Lo interesante es que existe una justificación para este comportamiento, pues es la voluntad de Dios: "Las mujeres han de ser amadas, pero ha de ser un amor compatible con aquella autoridad, que dio al marido sobre ellas el Divino Legislador: Vir caput est mulieris" (Montón 1784, 12).

Precisamente, en razón de este último aserto se justifica que el marido pueda castigar a la mujer. Se dice incluso que es teoría común entre los teólogos, que la capacidad punitiva del marido respecto a la mujer está sancionada por el derecho natural y divino (Sánchez 1792, 16). Claro que los autores eclesiásticos siempre señalan que el castigo es algo excepcional: "deberá ser rara vez, sin escándalo, y con mucha discreción" (Sánchez 1792, 18). Parece que lo que más preocupaba es que se diera publicidad a los problemas conyugales. Es cierto que se aboga por la moderación y se condena la violencia. Aunque como testimonio de la vigencia de los valores de la sociedad del Antiguo Régimen en que viven estos autores eclesiásticos, se establece que el castigo a la esposa debe ser distinto según la clase social a la que pertenezca: "A una mujer noble no es razón que su marido la dé de palos, ni de azotes; pero a una plebeya, que advertida dos o tres veces, no se enmienda de sus graves vicios, bien puede corregirla a golpes, que la duelan por algún tiempo, pero que no la lastimen" (Sánchez 1792, 17).
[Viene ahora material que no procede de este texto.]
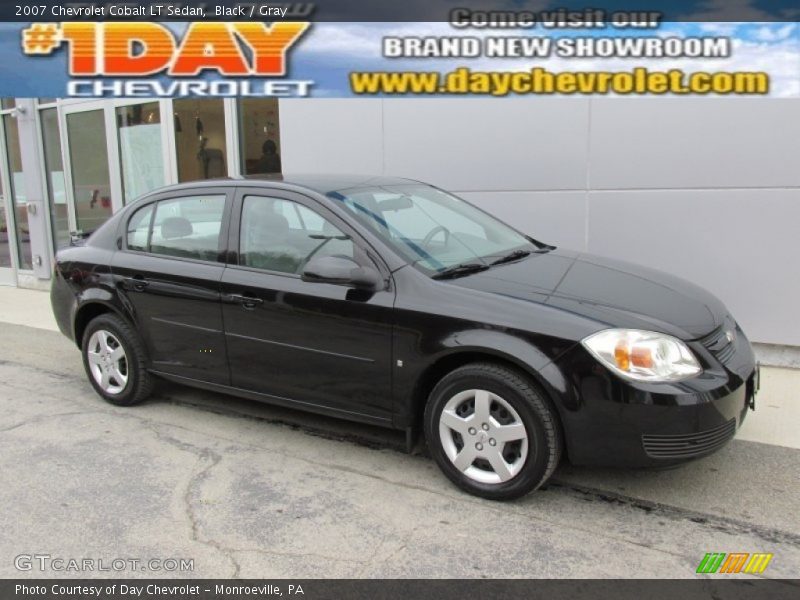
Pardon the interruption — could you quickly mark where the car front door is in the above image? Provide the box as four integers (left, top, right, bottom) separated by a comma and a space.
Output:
112, 188, 233, 385
222, 187, 394, 423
Se presenta a la mujer como sujeto concupiscente, cuando no lujurioso, que, continuamente, pone a prueba al hombre-esposo: "Con el amor debéis condescender a sus carnales deseos, siendo justos; pero si no lo fuesen, los debe resistir la autoridad" (Montón 1784, 12).

Es la tradicional visión eclesiástica de la mujer como fuente de pecado, reencarnación de Eva (Sánchez 1991). La cual se complementa con otra, muy habitual entre los eclesiásticos que la considera un ser inferior: "Vos, varón, compadeceos de vuestra mujer como de vaso más flaco" (D. E. S. 1798, 132). Por esta razón, se hace recaer en la esposa la principal responsabilidad para lograr el éxito en el matrimonio. Los esposos podrían ser compañeros, pero nunca en plano de igualdad, pues la posición del varón es siempre superior:

No obstante es la mujer la que más se debe esforzar a ser sufrida; porque de no, ella en todo trance ha de llevar la peor parte. ¿Por qué razón? diréis; porque el marido es la cabeza de la mujer. Texto expreso de San Pablo: Vir caput est Mulieris. Por tanto, al marido toca en buena razón el mandar; a la mujer el obedecer (Sánchez 1792, 12-13).
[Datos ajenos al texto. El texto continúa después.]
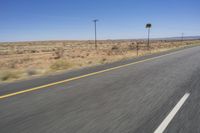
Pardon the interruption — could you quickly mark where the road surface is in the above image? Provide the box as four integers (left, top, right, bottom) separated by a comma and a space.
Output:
0, 46, 200, 133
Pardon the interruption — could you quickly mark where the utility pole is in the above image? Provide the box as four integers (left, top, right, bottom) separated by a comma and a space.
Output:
146, 23, 152, 50
93, 19, 99, 50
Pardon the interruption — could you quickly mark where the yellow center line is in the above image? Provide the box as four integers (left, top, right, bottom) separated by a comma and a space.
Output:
0, 51, 184, 99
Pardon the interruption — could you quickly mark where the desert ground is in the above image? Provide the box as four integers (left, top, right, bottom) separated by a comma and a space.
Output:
0, 40, 200, 83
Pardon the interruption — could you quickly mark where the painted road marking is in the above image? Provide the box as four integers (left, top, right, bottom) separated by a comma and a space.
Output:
154, 93, 190, 133
0, 47, 191, 99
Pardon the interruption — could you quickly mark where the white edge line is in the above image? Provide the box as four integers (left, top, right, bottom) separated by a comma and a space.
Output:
154, 93, 190, 133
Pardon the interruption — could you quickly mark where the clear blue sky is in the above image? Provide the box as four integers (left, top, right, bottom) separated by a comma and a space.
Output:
0, 0, 200, 41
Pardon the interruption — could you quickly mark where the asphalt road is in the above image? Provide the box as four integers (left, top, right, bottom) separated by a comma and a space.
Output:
0, 46, 200, 133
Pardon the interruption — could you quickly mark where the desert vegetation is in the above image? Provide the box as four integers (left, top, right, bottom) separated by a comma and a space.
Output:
0, 40, 200, 82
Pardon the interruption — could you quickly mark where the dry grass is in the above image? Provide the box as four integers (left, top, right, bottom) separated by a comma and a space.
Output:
0, 40, 200, 81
La mujer debe quedarse en la casa. Ese es su único ámbito de actuación. "San Pablo deja a cargo de las mujeres el cuidado de la casa, y éstas es a quien más a propósito les viene el enseñar a los hijos pequeños" (D. E. S. 1798, 150). En la Carta fraternal se insiste en este mismo planteamiento:

Vos esposa habéis de estar sujeta a vuestro marido en todo. despreciaréis el demasiado y superfluo ornato del cuerpo, en comparación de la hermosura de la virtud: con gran diligencia habéis de guardar las cosas domésticas: no saldréis de casa si la necesidad no lo pidiere, y esto con licencia de vuestro marido: sed como huerto cerrado y fuente sellada por la virtud de la castidad (D. E. S. 1798, 133).
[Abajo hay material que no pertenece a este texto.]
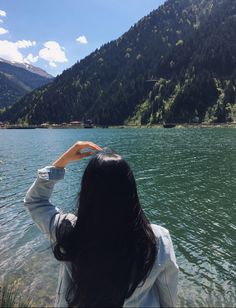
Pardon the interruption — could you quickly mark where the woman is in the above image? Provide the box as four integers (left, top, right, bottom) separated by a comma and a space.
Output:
25, 142, 178, 307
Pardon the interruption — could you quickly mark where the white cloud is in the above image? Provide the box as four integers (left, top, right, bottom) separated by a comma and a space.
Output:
0, 40, 36, 63
0, 10, 7, 17
16, 40, 36, 48
0, 40, 23, 62
76, 35, 88, 44
24, 53, 39, 64
39, 41, 68, 67
0, 28, 8, 35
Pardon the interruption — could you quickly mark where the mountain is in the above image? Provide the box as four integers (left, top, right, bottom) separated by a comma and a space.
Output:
0, 58, 52, 108
1, 0, 236, 125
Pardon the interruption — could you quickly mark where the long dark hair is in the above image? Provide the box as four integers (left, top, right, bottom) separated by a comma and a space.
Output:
54, 153, 156, 307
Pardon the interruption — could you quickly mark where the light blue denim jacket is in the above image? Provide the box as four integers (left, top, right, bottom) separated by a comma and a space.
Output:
24, 166, 178, 307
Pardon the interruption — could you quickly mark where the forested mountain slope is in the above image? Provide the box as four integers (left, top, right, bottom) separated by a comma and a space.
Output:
0, 59, 52, 108
2, 0, 236, 125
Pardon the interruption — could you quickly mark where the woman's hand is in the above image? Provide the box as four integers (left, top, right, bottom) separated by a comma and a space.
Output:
52, 141, 102, 168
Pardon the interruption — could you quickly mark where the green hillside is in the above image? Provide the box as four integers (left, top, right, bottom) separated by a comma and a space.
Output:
2, 0, 236, 125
Es verdad que el jesuita Sánchez se muestra menos tajante respecto a la posición de la mujer en la familia. En este punto, sigue al franciscano Arbiol. Si no por una igualdad real entre los esposos, aboga por una cariñosa compenetración y otorga a la madre un papel significativo dentro de la familia. Por esta razón, dedican un apartado concreto a la figura materna. Y, al hilo de su simpatía por la madre, nota un hecho revelador: "Las hembras, por lo común, nacen con la desgracia de haber de ser menos queridas" (Sánchez 1792, 179). Toda una declaración.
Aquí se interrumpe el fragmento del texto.